The Singapore Grip (New York Review Books Classics)
by J. G. Farrell
A review by Benjamin Schwarz
In 1979 a freak wave swept the Booker Prize-winning writer J. G. Farrell out to
sea; his body was found a month later. In his brief life he'd written what would
be, along with Paul Scott's The
Raj Quartet, the most complex and ambitious series of historical novels to
emerge from Britain in the second half of the twentieth century. The novels of
the Empire Trilogy were set during three different assaults on British rule: Troubles
during the IRA's brutal guerrilla war in 1919-1921; The
Siege of Krishnapur during the Indian Mutiny of 1857; and this novel (long
out of print and just reissued) in the years leading up to and during the Japanese
invasion of Malaya and Singapore. In all three tales of violence and calamity
Farrell juxtaposed an Austenean comedy of manners with slapstick and gallows humor,
and punctuated the whole with absurdist scenes. The past is famously a foreign
country, and in Krishnapur, for which he won the Booker, and The Singapore
Grip, Farrell's extraordinarily dense and fascinating detail couples with
a subtle rendering of his characters' alien mentalities. Although Krishnapur
is his most finely balanced book, The Singapore Grip (the term variously
denotes a tropical disease, a rattan suitcase, a secret handshake, a special hairpin,
the vaginal contractions that were a specialty of the city's prostitutes, and
the British economic hold on Southeast Asia) is his broadest canvas and most elaborate
work.
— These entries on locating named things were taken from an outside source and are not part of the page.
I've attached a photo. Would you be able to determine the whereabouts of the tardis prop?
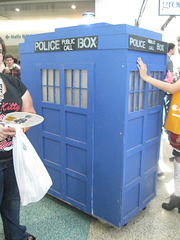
[20,23,167,227]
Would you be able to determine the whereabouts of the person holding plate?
[0,37,36,240]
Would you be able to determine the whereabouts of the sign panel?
[159,0,180,16]
[129,34,167,54]
[34,36,98,52]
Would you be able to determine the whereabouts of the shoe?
[162,194,180,213]
[158,172,164,177]
[27,235,36,240]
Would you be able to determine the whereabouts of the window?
[129,71,145,112]
[41,69,60,104]
[65,69,88,108]
[148,71,162,108]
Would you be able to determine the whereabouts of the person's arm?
[21,90,36,132]
[137,58,180,94]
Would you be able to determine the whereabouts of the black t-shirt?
[0,73,27,161]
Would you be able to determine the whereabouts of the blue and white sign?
[159,0,180,16]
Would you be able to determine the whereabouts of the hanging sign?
[34,36,98,53]
[129,34,167,54]
[159,0,180,16]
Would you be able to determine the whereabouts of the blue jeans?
[0,160,28,240]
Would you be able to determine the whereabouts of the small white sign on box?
[159,0,180,16]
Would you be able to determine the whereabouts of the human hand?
[0,124,16,141]
[137,57,147,80]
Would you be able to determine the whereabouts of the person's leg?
[162,150,180,213]
[1,161,28,240]
[174,156,180,197]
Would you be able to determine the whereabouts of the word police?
[129,34,167,54]
[34,36,98,52]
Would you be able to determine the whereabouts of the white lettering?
[130,37,146,48]
[157,43,164,52]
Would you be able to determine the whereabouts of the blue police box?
[20,23,167,227]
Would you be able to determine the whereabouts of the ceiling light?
[83,11,95,18]
[71,4,76,10]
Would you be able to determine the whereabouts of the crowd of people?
[0,37,36,240]
[137,37,180,213]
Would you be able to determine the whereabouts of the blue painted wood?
[20,23,166,227]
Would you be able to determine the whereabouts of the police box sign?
[129,34,167,54]
[34,36,98,52]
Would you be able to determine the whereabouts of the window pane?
[129,93,133,112]
[73,70,79,87]
[129,72,134,91]
[66,69,72,87]
[48,87,54,103]
[55,87,60,104]
[153,91,156,107]
[42,86,47,102]
[66,88,71,105]
[140,79,145,90]
[48,69,54,86]
[55,69,59,87]
[135,72,139,90]
[42,69,47,85]
[157,90,161,105]
[134,92,139,111]
[139,92,144,109]
[73,89,79,107]
[148,91,152,108]
[81,89,87,108]
[81,70,87,88]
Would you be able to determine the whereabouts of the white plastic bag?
[13,127,52,206]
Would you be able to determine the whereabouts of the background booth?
[20,23,167,227]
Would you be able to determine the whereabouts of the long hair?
[0,37,6,60]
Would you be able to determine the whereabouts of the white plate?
[3,112,44,128]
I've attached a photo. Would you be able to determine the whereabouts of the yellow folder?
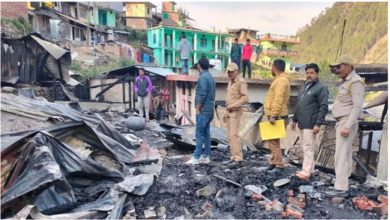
[259,119,286,141]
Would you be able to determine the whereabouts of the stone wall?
[1,2,27,19]
[100,45,127,57]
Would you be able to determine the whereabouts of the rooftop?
[257,33,301,44]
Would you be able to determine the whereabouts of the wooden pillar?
[377,115,389,181]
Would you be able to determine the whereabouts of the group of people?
[230,38,253,78]
[187,55,365,197]
[134,68,170,122]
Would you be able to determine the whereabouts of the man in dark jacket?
[230,38,242,73]
[187,58,215,164]
[291,63,329,180]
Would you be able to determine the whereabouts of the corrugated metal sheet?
[31,35,68,60]
[109,2,123,12]
[135,66,175,77]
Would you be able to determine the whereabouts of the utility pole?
[219,30,222,59]
[87,2,91,46]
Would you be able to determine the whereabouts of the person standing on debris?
[242,38,252,78]
[230,38,241,72]
[179,32,191,75]
[261,59,290,173]
[161,86,171,110]
[291,63,329,180]
[153,92,167,123]
[187,58,216,164]
[325,55,365,197]
[222,63,249,167]
[134,68,153,121]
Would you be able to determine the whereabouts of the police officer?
[222,63,249,167]
[325,55,365,197]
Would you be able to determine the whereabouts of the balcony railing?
[261,49,298,56]
[257,34,299,42]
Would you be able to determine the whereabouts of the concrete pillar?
[194,33,198,50]
[377,115,389,181]
[172,30,178,48]
[76,2,81,19]
[215,36,219,52]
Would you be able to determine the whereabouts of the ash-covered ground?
[131,150,387,219]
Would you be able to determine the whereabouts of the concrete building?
[124,2,157,30]
[1,2,28,19]
[257,33,301,71]
[148,26,232,74]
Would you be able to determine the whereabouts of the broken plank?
[213,174,242,187]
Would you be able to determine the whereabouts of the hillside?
[292,2,388,63]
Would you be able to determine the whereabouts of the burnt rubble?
[1,88,387,219]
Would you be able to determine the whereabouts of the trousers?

Ramifying from an account of the relationship between the two British partners
of a Singapore commercial firm, the 572-page novel takes readers on leisurely
tours of, for instance, the nightlife of Singapore (then perhaps the world's most
cosmopolitan city); the rubber plantations (with their exploited work force of
Chinese, Indians, and Malays); and the Britons' intricate social world (characterized
by the cloying ennui and bitter jealousies engendered by a willfully self-contained
community). But all the while it tells a story of great narrative intensity: the
shocking and relentless Japanese advance that sent British and Australian troops
and their vacillating commanders scurrying down the Malay Peninsula, culminating
in what Churchill called "the worst disaster and largest capitulation in
British history." Singapore's fate was sealed almost at the start of the
invasion, and Farrell matchlessly conveys the dull terror of incipient disaster
that seized that rich, modern, but isolated and artificial metropolis. For decades
its fall maintained a profound hold on the British imagination, resulting in scores
of detailed and atmospheric memoirs and histories. None convey that event with
the drama and complexity of this novel.
In the past decade or so academics have hailed the works of Farrell and Scott
as forerunners of "post-colonialist" fiction. I'd therefore dreaded
a loopy and pretentious preface. But readers would have been far better off
with that than with the perfunctory and irrelevant introduction that the poet
Derek Mahon, a friend of Farrell's, provides. Uneven introductions are all one
can really criticize in NYRB Books' otherwise superbly selected series of reissues.